Shivam Rajput

Data Engineer

LinkedIn | GitHub

About

Highly analytical Data Engineer with a Bachelor of Technology from IIT (BHU) Varanasi, specializing in building and optimizing scalable data pipelines and distributed data lake architectures. Proven ability to leverage AWS services, Apache technologies, and advanced programming to achieve significant efficiency gains, including a 30% reduction in data migration time. Recognized for strong problem-solving skills, evidenced by a top 0.5% rank in JEE Advanced and a 2nd place win in the Gen AI Hackathon for an AI-powered staffing recommendation system.

Work Experience

Data Engineer

Accordion

Jun 2024 - May 2025

Bengaluru, Karnataka, IN

Engineered and maintained robust ETL pipelines utilizing AWS services to ensure seamless data ingestion, transformation, and loading processes.

  • Developed a Python script leveraging boto3 and concurrent.futures to optimize data migration between Amazon S3 buckets, achieving a 30% reduction in transfer time.
  • Created and optimized stored procedures in Amazon Redshift for complex data operations, significantly enhancing performance and scalability.
  • Maintained robust ETL pipelines using AWS Glue, Amazon Redshift, and Amazon S3, ensuring seamless data ingestion, transformation, and loading processes.

Data Engineer

Physics Wallah

May 2025 - Jul 2024

Bengaluru, Karnataka, IN

Currently leads the development and optimization of robust data pipelines and data lake architecture for scalable and performant analytics.

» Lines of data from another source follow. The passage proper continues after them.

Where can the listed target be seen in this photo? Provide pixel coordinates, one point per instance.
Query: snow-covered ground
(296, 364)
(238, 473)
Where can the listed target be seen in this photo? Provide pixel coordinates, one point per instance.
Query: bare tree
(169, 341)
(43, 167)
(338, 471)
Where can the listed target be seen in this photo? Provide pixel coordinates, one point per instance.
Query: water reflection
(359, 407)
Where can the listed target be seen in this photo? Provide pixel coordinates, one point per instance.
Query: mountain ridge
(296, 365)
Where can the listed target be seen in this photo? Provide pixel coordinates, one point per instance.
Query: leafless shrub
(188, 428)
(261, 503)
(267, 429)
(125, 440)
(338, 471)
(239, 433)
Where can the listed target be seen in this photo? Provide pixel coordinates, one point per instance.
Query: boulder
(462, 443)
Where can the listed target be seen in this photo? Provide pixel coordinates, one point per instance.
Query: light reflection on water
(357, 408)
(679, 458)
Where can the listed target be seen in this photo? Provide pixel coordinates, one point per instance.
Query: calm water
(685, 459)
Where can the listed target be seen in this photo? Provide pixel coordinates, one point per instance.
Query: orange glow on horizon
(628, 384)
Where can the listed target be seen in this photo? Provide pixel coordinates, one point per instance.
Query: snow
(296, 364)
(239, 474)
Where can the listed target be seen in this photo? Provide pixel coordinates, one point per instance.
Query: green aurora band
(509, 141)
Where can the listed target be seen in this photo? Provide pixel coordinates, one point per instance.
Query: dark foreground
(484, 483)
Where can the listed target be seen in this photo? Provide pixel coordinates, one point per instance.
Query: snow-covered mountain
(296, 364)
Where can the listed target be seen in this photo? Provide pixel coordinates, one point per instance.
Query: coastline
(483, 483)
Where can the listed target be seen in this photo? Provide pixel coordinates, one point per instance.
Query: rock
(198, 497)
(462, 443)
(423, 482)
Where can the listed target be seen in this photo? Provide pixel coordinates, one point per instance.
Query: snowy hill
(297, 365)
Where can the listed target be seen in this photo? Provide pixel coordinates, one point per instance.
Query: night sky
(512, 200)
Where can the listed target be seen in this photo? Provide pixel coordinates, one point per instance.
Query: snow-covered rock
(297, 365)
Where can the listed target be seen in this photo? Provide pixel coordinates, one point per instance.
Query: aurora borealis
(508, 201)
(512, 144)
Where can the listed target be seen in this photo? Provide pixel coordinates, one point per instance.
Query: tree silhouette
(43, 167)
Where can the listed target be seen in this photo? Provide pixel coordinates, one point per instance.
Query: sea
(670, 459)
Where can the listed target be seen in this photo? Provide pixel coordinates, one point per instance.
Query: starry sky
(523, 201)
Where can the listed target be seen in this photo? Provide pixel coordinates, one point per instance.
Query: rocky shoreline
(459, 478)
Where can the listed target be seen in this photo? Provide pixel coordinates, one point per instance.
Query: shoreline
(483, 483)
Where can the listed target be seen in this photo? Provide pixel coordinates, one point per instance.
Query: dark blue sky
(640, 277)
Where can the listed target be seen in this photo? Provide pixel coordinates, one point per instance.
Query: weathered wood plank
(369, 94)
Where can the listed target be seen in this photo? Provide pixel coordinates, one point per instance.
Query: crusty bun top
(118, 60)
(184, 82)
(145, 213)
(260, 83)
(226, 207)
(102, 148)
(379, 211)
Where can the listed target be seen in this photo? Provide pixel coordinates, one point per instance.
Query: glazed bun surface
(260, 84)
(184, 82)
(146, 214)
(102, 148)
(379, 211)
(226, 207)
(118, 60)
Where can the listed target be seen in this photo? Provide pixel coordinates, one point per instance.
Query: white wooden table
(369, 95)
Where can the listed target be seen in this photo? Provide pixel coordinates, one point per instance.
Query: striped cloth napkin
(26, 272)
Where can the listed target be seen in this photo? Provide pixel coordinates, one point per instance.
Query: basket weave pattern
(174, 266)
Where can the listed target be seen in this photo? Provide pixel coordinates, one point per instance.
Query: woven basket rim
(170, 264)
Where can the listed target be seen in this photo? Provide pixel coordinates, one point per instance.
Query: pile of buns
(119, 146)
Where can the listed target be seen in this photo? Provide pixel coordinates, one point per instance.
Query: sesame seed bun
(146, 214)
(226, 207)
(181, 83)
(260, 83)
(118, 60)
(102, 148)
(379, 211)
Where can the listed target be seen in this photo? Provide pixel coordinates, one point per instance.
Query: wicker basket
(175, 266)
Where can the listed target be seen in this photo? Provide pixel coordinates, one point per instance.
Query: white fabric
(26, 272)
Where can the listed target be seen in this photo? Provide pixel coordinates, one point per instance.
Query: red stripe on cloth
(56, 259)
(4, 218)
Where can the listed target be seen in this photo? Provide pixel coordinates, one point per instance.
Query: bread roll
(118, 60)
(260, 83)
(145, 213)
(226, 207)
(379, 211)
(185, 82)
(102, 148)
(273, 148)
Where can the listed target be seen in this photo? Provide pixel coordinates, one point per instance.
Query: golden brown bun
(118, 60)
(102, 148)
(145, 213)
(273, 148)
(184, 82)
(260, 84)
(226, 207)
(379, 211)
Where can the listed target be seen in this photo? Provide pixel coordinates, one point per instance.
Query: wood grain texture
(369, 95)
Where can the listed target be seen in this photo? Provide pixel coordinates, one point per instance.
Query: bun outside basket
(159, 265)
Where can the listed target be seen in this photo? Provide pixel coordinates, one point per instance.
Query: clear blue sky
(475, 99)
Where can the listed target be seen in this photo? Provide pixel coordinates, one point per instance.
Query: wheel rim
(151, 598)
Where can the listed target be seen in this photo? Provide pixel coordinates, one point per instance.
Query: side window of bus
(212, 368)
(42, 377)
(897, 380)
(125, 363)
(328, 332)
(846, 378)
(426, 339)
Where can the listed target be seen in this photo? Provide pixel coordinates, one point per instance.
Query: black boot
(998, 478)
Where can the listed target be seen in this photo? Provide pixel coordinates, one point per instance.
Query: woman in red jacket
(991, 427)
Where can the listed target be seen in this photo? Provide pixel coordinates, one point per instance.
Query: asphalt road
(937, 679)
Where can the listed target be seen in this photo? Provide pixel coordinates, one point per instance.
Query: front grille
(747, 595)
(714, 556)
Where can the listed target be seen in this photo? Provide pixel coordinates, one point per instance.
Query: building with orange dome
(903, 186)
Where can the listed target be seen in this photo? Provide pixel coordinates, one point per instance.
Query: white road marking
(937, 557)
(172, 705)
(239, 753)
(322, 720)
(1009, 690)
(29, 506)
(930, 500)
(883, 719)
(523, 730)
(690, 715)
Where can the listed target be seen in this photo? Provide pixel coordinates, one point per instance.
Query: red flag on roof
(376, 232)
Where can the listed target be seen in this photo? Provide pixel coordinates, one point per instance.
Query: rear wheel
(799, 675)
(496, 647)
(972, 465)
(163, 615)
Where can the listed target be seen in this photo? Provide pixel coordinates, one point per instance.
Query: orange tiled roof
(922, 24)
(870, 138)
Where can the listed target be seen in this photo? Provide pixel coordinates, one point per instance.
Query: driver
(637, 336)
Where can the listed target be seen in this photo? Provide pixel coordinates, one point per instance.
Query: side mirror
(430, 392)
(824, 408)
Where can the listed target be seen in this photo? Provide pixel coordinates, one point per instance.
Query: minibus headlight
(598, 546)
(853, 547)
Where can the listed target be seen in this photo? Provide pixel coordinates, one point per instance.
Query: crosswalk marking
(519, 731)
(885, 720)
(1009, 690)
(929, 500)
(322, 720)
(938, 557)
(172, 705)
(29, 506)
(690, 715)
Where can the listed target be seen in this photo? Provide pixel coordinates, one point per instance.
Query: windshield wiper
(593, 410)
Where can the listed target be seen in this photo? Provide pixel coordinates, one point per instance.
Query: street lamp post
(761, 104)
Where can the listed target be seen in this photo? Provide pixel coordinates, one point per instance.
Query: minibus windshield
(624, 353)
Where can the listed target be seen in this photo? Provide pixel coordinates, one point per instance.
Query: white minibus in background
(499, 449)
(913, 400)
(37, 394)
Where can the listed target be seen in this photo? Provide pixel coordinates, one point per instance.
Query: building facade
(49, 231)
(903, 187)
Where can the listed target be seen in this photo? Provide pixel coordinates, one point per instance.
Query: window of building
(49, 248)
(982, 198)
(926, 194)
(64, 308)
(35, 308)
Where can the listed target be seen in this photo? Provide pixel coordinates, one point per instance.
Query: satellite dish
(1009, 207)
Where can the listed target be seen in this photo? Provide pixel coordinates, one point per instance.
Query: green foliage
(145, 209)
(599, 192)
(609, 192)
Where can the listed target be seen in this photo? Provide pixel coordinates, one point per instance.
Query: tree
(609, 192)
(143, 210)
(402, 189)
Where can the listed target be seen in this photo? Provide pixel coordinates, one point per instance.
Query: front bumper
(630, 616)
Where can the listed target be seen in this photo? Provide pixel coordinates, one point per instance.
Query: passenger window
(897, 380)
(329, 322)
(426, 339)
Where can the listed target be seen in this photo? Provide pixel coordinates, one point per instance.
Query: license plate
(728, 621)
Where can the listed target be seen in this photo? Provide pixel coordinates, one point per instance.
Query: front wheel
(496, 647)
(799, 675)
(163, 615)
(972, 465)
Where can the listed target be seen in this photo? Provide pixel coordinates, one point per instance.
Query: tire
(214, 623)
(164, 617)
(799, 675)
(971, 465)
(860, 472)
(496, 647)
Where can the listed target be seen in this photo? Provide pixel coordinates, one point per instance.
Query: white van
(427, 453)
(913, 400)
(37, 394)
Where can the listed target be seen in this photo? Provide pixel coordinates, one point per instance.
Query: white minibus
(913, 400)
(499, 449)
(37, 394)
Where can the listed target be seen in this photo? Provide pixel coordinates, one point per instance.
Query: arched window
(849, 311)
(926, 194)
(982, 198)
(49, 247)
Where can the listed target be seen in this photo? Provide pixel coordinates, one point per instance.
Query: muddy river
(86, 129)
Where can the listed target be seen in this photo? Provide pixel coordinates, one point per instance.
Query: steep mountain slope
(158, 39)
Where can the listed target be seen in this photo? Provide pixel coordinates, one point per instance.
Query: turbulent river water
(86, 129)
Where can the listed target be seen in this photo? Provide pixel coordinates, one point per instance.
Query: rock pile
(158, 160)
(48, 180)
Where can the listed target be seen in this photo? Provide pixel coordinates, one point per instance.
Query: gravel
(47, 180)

  • Built and scheduled data pipelines using Apache Airflow to ingest data from Google Sheets, REST APIs, and MongoDB into Trino tables, ensuring reliable data availability.
  • Implemented Debezium and Kafka for real-time change data capture from MongoDB collections, centralizing data into the core platform.
  • Contributed to an in-house data architecture leveraging Apache Iceberg, Amazon S3, and Trino, optimizing query performance for scalable and performant analytics.
  • Supported data transformation workflows using Apache Spark for efficient batch processing within a distributed data lake environment.

Education

Technology

Indian Institute of Technology (BHU), Varanasi

Nov 2020 - May 2024

Varanasi, Uttar Pradesh, IN

Projects

Staffing Assistant (Gen AI Hackathon Project)

Nov 2024 - Nov 2024

Developed an AI-powered staffing recommendation system leveraging NLP and embedding-based similarity search, securing 2nd place in the Gen AI Hackathon.

Product Management System

Aug 2024 - Sep 2024

Developed a microservices-based system for product management and user interactions, focusing on efficient, decoupled services.

Awards

2nd Rank, Accordion Gen AI Hackathon 2024

Accordion

Nov 2024

Awarded for developing an innovative AI-powered staffing recommendation system that leveraged NLP and embedding-based similarity search.

Codeforces Expert (Max rating 1727, Global Rank 675)

Codeforces

Mar 2024

Achieved Codeforces Expert status with a max rating of 1727 and a Global Rank of 675 in Codeforces Round 927, solving over 350+ Data Structures & Algorithms problems, showcasing advanced problem-solving and algorithmic skills.

Top 0.5% Rank, JEE ADVANCED 2020

JEE ADVANCED

Jan 2020

Achieved a top 0.5% ranking among over 1 Million candidates in the highly competitive JEE ADVANCED 2020 examination, demonstrating exceptional aptitude in science and engineering.

Languages

English

Skills

Programming Languages

  • Python
  • SQL
  • C++

Big Data & Data Engineering

  • Apache Airflow
  • Apache Spark
  • Kafka
  • Apache Iceberg
  • Debezium
  • Trino
  • ETL
  • Data Pipelines
  • Data Lake
  • Distributed Systems
  • Data Warehousing

Cloud Platforms & Databases

  • AWS Glue
  • Amazon Redshift
  • Amazon S3
  • boto3
  • MySQL
  • FAISS

Web Frameworks & DevOps

  • Django
  • Flask
  • Streamlit
  • Docker
  • RabbitMQ

Artificial Intelligence & Machine Learning

  • NLP
  • Embedding-based Similarity Search
  • AI-powered Recommendation Systems